There are rumors that prices of land around the route the canal is said to be built between Küçükçekmece and Yeniköy have literally skyrocketed.

Before the prime minister’s announcement about Kanal Istanbul, we read in the papers the other day that American MWH Global Company, which has undertaken the expansion project of the Panama Canal, has shown interest in the tender.

Turkey Operation Direction Murat Sarıoğlu of the MWH Global Company, which opened an office in Istanbul one year ago, said that the Kanal Istanbul project was a very big one and that it was a risky project regardless of whoever won the tender. Sarıoğlu said, “The canal is a project that has difficulties with regards to production, construction and engineering details.”

I cannot say anything about the construction or engineering aspects but I can say that scientists have objective concerns about the Kanal Istanbul project which will cost 10 billion dollars.

Meteorology and Disaster Management Professor Mikdat Kadıoğlu, in his article written the other day titled, “Kanal Istanbul’s crazy effects,” said the canal may disrupt ecological balances and may dry up the Büyükçekmece and Küçükçekmece lakes.

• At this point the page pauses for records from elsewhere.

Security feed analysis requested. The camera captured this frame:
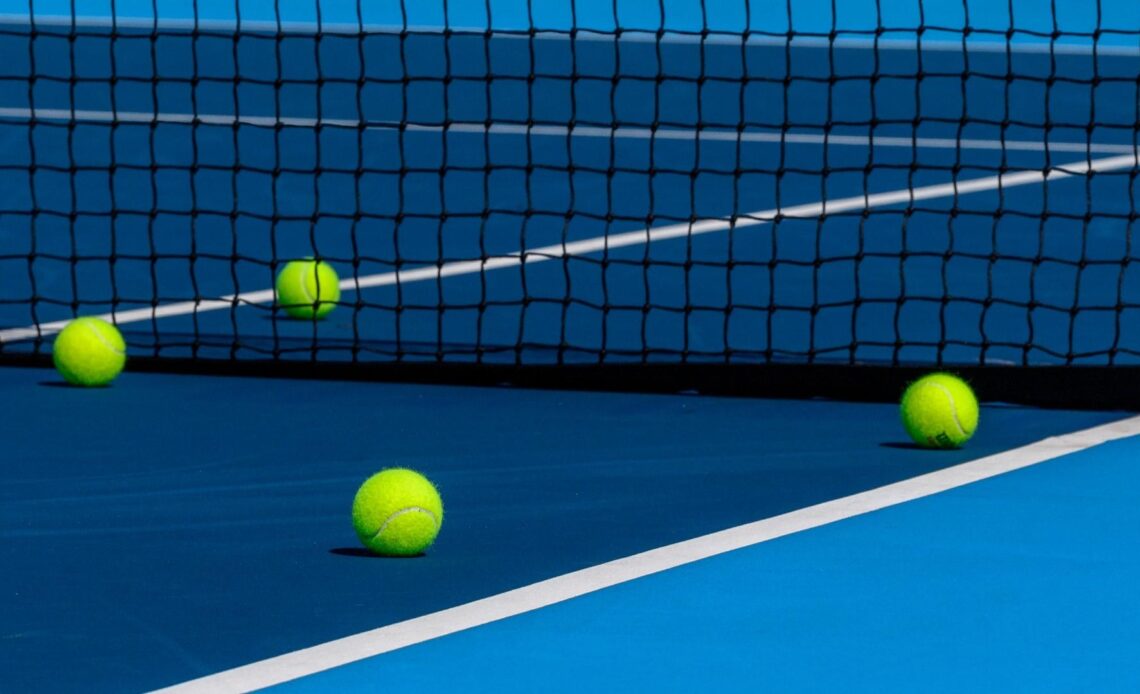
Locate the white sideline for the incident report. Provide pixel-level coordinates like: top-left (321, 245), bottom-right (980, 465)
top-left (0, 153), bottom-right (1140, 343)
top-left (151, 410), bottom-right (1140, 694)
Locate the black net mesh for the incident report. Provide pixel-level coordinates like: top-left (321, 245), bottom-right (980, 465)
top-left (0, 1), bottom-right (1140, 401)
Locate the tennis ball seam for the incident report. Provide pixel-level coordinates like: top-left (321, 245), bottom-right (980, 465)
top-left (80, 322), bottom-right (127, 356)
top-left (929, 383), bottom-right (970, 436)
top-left (299, 264), bottom-right (320, 303)
top-left (372, 506), bottom-right (439, 540)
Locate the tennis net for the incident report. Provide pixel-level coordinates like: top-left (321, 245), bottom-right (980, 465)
top-left (0, 2), bottom-right (1140, 405)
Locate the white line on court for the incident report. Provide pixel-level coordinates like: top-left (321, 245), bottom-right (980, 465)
top-left (0, 153), bottom-right (1140, 343)
top-left (149, 410), bottom-right (1140, 694)
top-left (0, 108), bottom-right (1137, 154)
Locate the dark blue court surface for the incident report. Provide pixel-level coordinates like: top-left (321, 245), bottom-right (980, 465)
top-left (0, 0), bottom-right (1140, 694)
top-left (0, 368), bottom-right (1116, 691)
top-left (0, 25), bottom-right (1140, 364)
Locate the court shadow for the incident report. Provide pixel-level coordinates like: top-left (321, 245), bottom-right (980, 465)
top-left (39, 381), bottom-right (111, 391)
top-left (879, 441), bottom-right (938, 450)
top-left (328, 547), bottom-right (423, 561)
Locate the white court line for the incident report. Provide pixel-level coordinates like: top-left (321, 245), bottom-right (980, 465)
top-left (151, 410), bottom-right (1140, 694)
top-left (0, 108), bottom-right (1137, 154)
top-left (0, 153), bottom-right (1140, 343)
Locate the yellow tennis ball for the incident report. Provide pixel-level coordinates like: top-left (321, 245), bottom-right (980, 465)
top-left (277, 259), bottom-right (341, 320)
top-left (51, 318), bottom-right (127, 385)
top-left (901, 374), bottom-right (978, 448)
top-left (352, 467), bottom-right (443, 556)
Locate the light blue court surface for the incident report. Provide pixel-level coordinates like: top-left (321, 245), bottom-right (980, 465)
top-left (0, 368), bottom-right (1138, 691)
top-left (0, 0), bottom-right (1140, 692)
top-left (278, 439), bottom-right (1140, 692)
top-left (0, 3), bottom-right (1140, 365)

In the case that settlements are formed around the canal for oversized profits then, Professor Kadıoğlu claimed, just like the Bosphorus now, the same threat of the collision of tank ships will emerge for the canal.

Kadıoğlu also cited an example from the Houston Canal and mentioned the high frequency of those cases of small children living 3.2 kilometers around the canal catching the type of leukemia triggered by air pollution.

Professor Emin Özsoy from the Middle East Technical University’s (ODTÜ) Institute of Marine Sciences, who I had consulted those days when Kanal Istanbul debates erupted, had given similar arguments supporting Kadıoğlu.

According to Professor Özsoy, who has explored the Mediterranean, the Black Sea and the Sea of Marmara for years with the ODTÜ ship, the Turkish straits system was an extremely fragile one both on land and in the sea.
 
The Istanbul strait’s double direction currents depend on an extremely gentle mechanical balance. In the case that Kanal Istanbul is built, then, according to Professor Özsoy, because of the changes that the Turkish straits system will undergo, the depths of the Sea of Marmara will be left with gradually less oxygen. Fish migration routes will be affected and creatures living at shallow levels will face the risk of being extinct.

With those Mediterranean origin species entering the Black Sea, the Black Sea will be Mediterraneanized and its salt ratio will increase, jeopardizing fishing to a major extent.

Next generations may not be able to know the blue fish, which is called the landlord of the Bosphorus, or the anchovy of the Black Sea.

Those who are planning Kanal Istanbul have to calculate the damages that might be caused to the environment, to the Bosphorus, which is extremely valuable for Istanbul, and most importantly to health.